To think like a hacker, treasurers must, among other things, understand the routes into their systems – and pay close attention to those systems and processes that could result in the most valuable hauls.

37%

The percentage of executives in the US concerned about a cyberattack on their company.

Munich Re

“Treasurers are often the keepers of all treasury knowledge, which is clearly both a strength and weakness.”

Once again, individuals are often the weak link here. Cybercriminals often find their way into a network through compromising a person with access, stealing passwords, infecting a device they might connect to the network or exerting pressure on them to disclose sensitive information. That is an issue that is harder to contain, but one which treasurers must ensure they are keenly aware of.

“It is difficult to mitigate that risk because it just takes one person to drop their guard and the door opens,” says Faller. “System monitoring, compartmentalisation, and strong cyber defences are great but they can be defeated by a single action by a human. It is a constant struggle.”

Collaboration is key

Effective cybersecurity relies on many different tools, from the purely technological to the common sense of people with priority access to sensitive information. From the treasurer’s perspective, there are some simple and clear principles that can be adhered to in order to make cybersecurity part of their daily routine.

“Valid, effective controls are the key,” says Faller. “As every firm is different, controls need to be tailored, but they must at a minimum ensure that a single person cannot instigate a start-to-finish treasury activity.”

Furthermore, whatever controls are in place, cybersecurity policies outlined, or technological tools put to work to protect a network – compliance must be more than a box-ticking exercise. It should be part of the routine thinking of any senior executive or, indeed, anyone with access to a network that could become an avenue for fraud.

1,243

UK firm IT Governance discovered this many security incidents in 2021, which accounted for 5,126,930,507 breached records. That represents an 11% increase in security incidents compared to 2020.

IT Governance

“System monitoring, compartmentalisation, and strong cyber defences are great but they can be defeated by a single action by a human.
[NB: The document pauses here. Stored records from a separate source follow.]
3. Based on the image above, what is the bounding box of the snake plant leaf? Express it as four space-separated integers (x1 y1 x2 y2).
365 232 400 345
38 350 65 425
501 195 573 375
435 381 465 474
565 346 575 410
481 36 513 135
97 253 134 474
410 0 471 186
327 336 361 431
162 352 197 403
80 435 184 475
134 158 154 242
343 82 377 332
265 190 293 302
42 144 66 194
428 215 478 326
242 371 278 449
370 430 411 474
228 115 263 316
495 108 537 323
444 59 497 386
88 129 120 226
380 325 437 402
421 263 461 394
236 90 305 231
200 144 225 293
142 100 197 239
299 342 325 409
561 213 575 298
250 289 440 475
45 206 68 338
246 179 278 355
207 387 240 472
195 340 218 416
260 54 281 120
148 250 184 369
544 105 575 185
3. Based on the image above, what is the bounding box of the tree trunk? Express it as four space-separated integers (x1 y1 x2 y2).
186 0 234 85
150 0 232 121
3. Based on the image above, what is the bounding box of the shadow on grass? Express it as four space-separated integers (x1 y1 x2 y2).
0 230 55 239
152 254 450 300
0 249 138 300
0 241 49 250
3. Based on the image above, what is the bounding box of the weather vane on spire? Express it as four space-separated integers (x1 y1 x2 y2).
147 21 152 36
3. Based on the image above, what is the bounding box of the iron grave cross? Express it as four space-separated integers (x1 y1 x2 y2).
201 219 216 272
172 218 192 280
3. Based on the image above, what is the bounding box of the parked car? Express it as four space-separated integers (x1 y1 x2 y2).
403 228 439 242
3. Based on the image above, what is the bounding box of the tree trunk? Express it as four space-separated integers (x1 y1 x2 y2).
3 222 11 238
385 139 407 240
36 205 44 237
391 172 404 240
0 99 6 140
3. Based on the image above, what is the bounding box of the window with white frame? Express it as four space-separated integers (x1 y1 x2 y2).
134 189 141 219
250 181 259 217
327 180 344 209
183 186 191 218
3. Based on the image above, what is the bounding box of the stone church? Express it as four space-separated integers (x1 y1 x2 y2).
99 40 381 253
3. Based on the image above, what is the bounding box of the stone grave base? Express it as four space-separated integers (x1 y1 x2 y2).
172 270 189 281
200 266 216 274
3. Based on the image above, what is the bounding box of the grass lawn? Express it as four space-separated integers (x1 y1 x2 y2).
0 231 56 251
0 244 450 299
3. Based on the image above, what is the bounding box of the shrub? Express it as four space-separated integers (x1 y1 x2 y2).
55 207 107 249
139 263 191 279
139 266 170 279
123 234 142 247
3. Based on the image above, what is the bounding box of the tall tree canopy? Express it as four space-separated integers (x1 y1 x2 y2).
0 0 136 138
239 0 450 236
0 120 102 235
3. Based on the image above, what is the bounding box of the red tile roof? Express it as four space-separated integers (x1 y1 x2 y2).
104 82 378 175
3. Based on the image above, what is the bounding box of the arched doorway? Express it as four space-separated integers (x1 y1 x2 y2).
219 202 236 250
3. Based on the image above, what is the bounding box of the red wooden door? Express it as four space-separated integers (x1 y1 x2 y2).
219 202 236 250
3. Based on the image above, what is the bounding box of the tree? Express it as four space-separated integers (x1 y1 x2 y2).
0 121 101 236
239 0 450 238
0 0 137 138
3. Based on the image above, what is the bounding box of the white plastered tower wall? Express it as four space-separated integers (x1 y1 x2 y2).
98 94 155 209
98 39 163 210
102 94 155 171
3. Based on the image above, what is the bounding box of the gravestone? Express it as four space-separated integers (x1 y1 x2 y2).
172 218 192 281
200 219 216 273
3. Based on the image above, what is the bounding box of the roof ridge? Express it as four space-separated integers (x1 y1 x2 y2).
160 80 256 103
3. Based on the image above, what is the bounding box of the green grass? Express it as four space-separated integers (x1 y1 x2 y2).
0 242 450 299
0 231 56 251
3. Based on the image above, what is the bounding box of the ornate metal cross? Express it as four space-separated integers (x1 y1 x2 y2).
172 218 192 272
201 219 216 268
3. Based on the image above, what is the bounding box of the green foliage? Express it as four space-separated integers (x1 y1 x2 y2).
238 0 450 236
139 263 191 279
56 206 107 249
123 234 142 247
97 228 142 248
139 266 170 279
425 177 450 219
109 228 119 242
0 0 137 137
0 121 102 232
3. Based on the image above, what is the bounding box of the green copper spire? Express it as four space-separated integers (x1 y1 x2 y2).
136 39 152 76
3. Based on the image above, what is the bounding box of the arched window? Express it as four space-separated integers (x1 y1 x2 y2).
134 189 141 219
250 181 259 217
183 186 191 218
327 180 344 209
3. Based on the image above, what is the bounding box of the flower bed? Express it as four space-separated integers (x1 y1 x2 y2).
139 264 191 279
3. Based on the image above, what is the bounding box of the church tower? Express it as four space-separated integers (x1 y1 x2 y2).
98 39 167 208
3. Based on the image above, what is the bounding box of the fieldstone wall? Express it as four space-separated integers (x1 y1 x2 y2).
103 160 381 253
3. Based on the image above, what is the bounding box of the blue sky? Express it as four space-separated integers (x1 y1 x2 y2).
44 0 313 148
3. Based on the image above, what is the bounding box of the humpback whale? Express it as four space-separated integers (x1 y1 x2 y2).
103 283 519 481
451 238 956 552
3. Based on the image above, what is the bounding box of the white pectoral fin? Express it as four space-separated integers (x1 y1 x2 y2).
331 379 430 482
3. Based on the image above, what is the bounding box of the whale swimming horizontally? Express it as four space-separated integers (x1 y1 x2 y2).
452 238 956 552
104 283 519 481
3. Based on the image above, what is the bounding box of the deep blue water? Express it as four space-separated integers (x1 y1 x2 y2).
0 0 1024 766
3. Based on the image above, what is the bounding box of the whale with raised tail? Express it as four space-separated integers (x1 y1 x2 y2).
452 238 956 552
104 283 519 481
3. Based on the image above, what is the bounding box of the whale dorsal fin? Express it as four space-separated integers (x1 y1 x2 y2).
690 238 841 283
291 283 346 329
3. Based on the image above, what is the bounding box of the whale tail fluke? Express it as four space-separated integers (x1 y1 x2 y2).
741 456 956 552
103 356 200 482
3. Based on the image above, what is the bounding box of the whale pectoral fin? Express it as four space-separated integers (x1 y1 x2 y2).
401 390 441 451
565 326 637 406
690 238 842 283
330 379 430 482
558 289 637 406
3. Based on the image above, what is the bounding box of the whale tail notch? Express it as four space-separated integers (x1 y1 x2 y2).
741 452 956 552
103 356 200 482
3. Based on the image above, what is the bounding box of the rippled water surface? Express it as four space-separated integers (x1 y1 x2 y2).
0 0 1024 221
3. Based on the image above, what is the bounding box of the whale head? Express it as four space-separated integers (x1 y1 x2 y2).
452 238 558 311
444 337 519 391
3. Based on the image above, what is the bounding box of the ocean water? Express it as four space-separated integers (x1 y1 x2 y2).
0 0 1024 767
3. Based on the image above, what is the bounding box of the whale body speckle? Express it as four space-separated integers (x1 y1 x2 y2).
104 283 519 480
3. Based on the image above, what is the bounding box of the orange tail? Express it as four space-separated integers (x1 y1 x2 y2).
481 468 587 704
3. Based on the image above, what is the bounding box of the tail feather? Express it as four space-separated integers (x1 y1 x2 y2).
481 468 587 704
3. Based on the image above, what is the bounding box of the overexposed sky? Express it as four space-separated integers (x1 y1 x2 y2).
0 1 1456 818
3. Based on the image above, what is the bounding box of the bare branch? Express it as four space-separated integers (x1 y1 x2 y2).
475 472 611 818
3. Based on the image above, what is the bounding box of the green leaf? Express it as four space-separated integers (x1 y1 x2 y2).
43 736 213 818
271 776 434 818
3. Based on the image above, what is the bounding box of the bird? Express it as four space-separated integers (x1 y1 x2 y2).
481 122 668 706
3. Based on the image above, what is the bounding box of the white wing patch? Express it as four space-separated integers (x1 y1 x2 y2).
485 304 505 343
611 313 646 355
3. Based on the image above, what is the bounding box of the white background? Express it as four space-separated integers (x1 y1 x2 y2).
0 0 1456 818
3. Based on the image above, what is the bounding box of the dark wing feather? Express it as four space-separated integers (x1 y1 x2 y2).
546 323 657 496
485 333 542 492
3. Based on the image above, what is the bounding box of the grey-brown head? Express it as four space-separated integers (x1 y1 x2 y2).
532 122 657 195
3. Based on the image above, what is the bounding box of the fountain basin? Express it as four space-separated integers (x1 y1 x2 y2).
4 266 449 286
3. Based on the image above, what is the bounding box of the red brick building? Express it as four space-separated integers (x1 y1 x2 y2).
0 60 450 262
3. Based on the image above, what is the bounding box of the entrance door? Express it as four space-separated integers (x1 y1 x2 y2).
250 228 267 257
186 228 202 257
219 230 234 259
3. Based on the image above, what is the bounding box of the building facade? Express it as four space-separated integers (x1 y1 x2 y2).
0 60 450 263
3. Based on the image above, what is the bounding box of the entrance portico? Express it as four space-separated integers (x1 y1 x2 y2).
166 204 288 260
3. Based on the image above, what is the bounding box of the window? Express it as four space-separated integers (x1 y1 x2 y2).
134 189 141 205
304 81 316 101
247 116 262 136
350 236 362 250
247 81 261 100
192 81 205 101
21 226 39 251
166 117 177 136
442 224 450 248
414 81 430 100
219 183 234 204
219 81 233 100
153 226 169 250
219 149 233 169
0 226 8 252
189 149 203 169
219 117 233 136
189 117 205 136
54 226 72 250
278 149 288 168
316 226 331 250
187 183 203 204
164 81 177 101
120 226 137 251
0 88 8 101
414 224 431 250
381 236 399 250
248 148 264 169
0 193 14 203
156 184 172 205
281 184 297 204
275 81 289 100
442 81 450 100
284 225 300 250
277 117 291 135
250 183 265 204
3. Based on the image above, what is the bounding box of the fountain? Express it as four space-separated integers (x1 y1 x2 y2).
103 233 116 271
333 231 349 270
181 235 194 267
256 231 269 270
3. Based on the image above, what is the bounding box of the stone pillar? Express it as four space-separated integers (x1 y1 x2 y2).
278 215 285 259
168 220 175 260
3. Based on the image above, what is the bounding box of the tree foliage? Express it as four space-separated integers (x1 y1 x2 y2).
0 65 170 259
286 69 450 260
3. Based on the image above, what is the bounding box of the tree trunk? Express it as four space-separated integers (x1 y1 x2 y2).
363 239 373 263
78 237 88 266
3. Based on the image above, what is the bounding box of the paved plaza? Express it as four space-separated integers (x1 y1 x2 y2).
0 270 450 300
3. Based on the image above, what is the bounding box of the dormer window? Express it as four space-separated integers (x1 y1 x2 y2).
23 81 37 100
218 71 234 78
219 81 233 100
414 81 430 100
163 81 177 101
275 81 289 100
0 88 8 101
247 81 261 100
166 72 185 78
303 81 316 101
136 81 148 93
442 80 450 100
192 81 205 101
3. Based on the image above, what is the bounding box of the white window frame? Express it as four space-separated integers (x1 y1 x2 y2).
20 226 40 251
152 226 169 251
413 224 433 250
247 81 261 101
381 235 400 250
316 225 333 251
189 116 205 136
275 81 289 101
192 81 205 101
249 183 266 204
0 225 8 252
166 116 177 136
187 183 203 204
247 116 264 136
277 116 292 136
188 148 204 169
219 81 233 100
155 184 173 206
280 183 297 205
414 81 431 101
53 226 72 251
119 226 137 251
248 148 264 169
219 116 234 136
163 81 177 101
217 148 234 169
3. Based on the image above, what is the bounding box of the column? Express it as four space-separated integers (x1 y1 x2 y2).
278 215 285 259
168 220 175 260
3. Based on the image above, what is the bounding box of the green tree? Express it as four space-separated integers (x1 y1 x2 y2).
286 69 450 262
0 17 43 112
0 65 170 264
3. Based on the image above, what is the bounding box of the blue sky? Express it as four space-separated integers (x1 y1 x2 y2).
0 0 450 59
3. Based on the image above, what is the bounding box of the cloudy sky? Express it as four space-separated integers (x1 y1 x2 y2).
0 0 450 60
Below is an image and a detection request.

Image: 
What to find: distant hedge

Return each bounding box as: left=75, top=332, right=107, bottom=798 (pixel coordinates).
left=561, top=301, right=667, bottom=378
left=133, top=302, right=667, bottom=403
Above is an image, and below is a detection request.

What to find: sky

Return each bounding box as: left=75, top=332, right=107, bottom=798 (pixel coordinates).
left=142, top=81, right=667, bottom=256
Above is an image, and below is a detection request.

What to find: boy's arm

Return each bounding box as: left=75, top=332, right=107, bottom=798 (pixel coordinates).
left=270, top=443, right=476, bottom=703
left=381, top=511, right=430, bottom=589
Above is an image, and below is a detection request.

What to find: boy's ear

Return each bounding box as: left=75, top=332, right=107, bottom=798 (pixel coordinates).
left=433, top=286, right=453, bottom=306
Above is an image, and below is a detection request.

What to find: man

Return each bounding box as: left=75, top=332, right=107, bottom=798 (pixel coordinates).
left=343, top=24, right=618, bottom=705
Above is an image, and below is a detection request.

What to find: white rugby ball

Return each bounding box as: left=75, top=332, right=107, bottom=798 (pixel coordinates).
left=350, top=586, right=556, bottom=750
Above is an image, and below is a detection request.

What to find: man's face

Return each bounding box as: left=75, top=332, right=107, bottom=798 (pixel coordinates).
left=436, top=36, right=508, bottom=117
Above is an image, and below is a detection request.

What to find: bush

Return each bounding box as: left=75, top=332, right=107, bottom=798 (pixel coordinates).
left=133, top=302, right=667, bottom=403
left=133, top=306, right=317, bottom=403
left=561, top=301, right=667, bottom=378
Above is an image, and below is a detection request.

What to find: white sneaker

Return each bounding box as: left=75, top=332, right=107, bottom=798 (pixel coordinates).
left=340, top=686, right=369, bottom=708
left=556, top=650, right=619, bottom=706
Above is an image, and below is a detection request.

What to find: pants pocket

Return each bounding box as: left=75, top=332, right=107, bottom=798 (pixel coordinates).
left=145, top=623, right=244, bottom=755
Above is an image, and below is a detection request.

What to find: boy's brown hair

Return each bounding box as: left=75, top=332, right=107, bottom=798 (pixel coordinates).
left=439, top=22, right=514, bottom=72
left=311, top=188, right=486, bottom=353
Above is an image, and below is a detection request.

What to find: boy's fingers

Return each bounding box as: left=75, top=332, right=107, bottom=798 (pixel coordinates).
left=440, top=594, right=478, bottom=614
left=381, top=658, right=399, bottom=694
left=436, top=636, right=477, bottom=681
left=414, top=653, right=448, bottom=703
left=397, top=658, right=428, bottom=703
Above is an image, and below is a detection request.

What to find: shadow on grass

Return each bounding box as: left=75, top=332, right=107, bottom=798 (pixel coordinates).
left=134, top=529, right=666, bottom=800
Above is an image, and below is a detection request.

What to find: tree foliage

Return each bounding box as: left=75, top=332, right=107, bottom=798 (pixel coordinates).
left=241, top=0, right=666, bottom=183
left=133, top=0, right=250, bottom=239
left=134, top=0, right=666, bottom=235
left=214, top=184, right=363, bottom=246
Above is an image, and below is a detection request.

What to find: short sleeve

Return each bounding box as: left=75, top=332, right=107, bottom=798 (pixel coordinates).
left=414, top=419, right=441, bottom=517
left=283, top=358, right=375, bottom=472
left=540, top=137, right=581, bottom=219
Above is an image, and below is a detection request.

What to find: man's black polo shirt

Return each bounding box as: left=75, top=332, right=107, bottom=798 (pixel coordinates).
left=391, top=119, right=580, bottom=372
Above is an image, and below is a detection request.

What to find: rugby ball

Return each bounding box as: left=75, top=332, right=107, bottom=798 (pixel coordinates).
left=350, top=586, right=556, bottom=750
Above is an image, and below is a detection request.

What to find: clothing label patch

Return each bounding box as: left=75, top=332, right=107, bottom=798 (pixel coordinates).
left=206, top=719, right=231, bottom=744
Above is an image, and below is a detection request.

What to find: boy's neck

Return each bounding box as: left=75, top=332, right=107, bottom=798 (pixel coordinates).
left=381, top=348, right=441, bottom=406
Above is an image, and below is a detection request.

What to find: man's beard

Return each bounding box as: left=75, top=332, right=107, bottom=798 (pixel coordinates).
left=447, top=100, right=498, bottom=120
It is a constant struggle.”

“From above, companies need to be focused on creating environments specific to the risks they face, rather than the often used off-the-shelf approach,” says Faller. “They need to do the basic grunt work of understanding the size, nature and relevance of risk, and develop plans to mitigate, manage or accept the risks inherent in their organisations.”

As Faller stresses, relationships with partners, suppliers and customers can be a vector for attack, so measures to combat cybercrime cannot be taken in isolation. There needs to be a discussion around the paths of communication between companies – all of which can create vulnerabilities.

Collaboration with banking and technology partners is also essential, as all stakeholders in the payments industry face a constant battle to keep up with the innovative tools hackers are using to break the locks on corporate networks. Acting together, in short, is the only way that corporates, banks, IT providers, treasurers and information security professionals can hold back the tide of cybercrime.

Cybercrime is a game in which the rules are always changing – but with a tight defensive line, in which treasurers help call the shots, there is no reason why the bad actors cannot be kept at bay.